Il est constant que le préjudice subi par Mme [E] [D] tire son origine d’un mail frauduleux reçu le 26 avril 2021 contrefaisant celui envoyé une trentaine de minutes plus tôt par la SCP CHABERT-[V], et contenant l’ensemble des identifiants de l’étude figurant dans ce premier mail, à l’exception de son adresse mail d’expéditeur.

Mme [E] [D] soutient ne pas avoir reçu le mail original et qu’il est logique que son interception ait eu lieu dans la boite d’envoi de l’étude notariale au motif qu’un escroc souhaitant accéder à des informations sensibles aurait plus intérêt à viser un notaire qu’un particulier et qu’il s’agit d’une fraude courante ayant déjà affecté de nombreuses études notariales.

Toutefois, et s’il ne peut être exigé de Mme [E] [D] la preuve d’un fait négatif, il n’en demeure pas moins qu’elle produit dans le cadre de l’instance le mail original qu’elle prétend ne pas avoir reçu, et que si elle soutient qu’il lui a été communiqué par l’étude le 29 avril 2021 à la suite d’un appel téléphonique, elle ne l’établit par aucun élément alors que la SCP CHABERT-[V] le conteste.

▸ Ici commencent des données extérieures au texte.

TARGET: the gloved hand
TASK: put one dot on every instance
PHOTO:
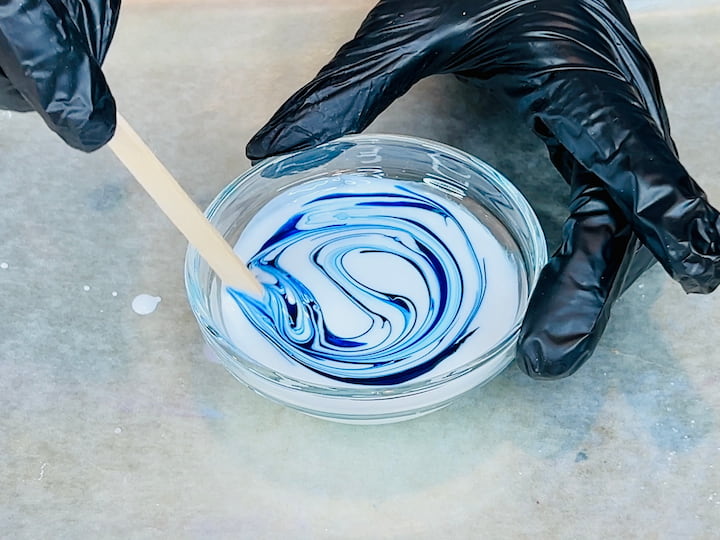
(576, 71)
(50, 57)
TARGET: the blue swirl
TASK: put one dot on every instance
(402, 335)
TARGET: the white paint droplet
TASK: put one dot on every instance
(144, 304)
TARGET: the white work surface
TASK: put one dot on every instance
(114, 425)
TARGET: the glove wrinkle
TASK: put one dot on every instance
(50, 54)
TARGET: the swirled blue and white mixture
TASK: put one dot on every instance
(371, 281)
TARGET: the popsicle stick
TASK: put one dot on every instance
(180, 209)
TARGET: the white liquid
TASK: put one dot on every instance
(374, 269)
(145, 304)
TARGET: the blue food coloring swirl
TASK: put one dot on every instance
(347, 256)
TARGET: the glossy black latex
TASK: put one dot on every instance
(577, 72)
(50, 57)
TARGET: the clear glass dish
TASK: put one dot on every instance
(454, 175)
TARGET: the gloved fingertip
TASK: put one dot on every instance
(281, 138)
(88, 132)
(539, 363)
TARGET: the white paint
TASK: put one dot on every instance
(144, 304)
(495, 317)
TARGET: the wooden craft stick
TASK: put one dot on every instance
(180, 209)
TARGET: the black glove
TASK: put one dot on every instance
(50, 57)
(576, 71)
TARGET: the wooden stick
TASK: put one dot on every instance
(182, 211)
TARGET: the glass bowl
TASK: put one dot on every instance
(446, 172)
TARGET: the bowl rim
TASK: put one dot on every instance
(420, 383)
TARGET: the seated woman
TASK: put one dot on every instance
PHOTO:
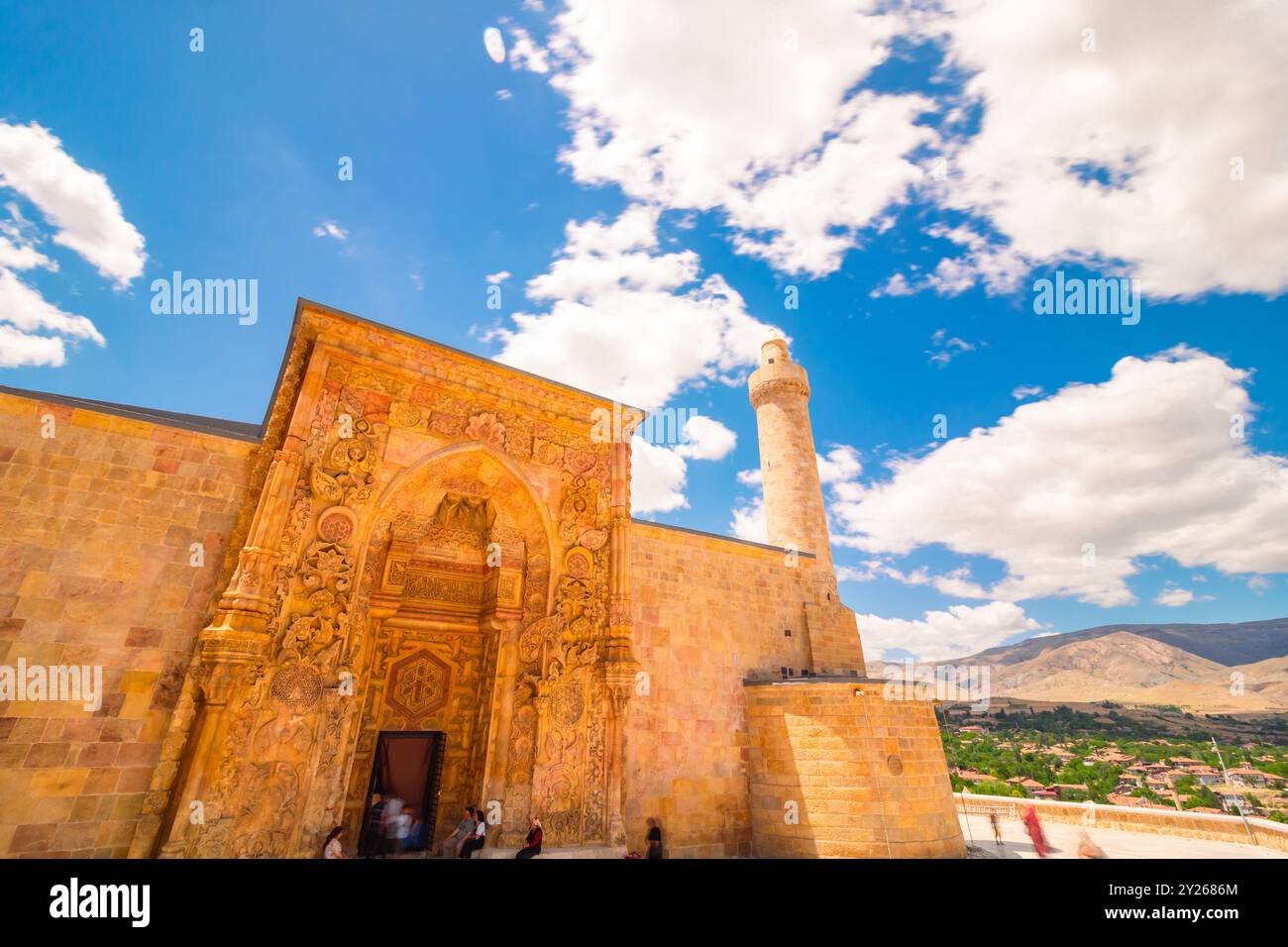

Dans ces conditions, le défaut de réception du mail original envoyé par la SCP CHABERT-[V] ne peut être considéré établi.

Par ailleurs, même à supposer que ce mail ait été intercepté, aucun élément technique versé au débat ne permet d’exclure qu’il ait pu l’être à partir de la boite mail de Mme [E] [D].

De la même manière, aucun élément ne permet non plus d’exclure que ses données personnelles et les identifiants de l’étude utilisés dans le mail frauduleux aient pu être piratés depuis sa propre boite mail, dont elle n’établit ni n’allègue qu’elle était particulièrement sécurisée.

Le fait qu’un escroc aurait tout intérêt à pirater la boite mail d’un notaire, et que de tels piratages aient pu affecter les boites mails d’autres études notariales ne constituent à eux-seuls des éléments suffisants pour rapporter la preuve que dans le cas précis de ce litige, la boite mail de la SCP CHABERT-[V] aurait été effectivement piraté et que son défaut de sécurisation serait à l’origine de l’envoi du mail frauduleux.

Mme [E] [D] ne rapporte en conséquence pas la preuve que le manquement de la SCP CHABERT-[V] à ses obligations en matière de traitement des données personnelles serait à l’origine de son préjudice.

Pour le même motif, elle n’est pas plus fondée à soutenir que sa responsabilité serait engagée en sa qualité de gardien d’un serveur de messagerie piraté et sera en conséquence déboutée de ses demandes à l’encontre de la SCP CHABERT-[V].

3. Sur les demandes accessoires

3.1. Sur les dépens

Aux termes de l’article 696 du code de procédure civile, la partie perdante est condamnée aux dépens, à moins que le juge, par décision motivée, n’en mette la totalité ou une fraction à la charge d’une autre partie.

En l’espèce, Mme [E] [D], partie perdante, sera condamnée aux dépens de l’instance.

3.2. Sur les frais irrépétibles

L’article 700 du code de procédure civile dispose que dans toutes les instances, le juge condamne la partie tenue aux dépens ou, à défaut la partie perdante à payer à l’autre partie, la somme qu’il détermine, au titre des frais exposés et non compris dans les dépens en tenant compte de l’équité, de la situation économique de la partie condamnée.

En l’espèce, l’équité justifie de laisser à chaque partie la charge de ses propres frais irrépétibles.

PAR CES MOTIFS

Le tribunal, statuant publiquement, par jugement contradictoire rendu en premier ressort assorti de plein droit de l’exécution provisoire, par mise à disposition au greffe ;

DEBOUTE Mme [E] [D] de ses demandes à l’encontre de la CAISSE D’EPARGNE ET DE PREVOYANCE DE MIDI-PYRENEES,

DEBOUTE Mme [E] [D] de ses demandes à l’encontre de la SCP CHABERT-[V],

CONDAMNE Mme [E] [D] aux dépens de l’instance,

REJETTE toutes les demandes présentées au titre des frais irrépétibles.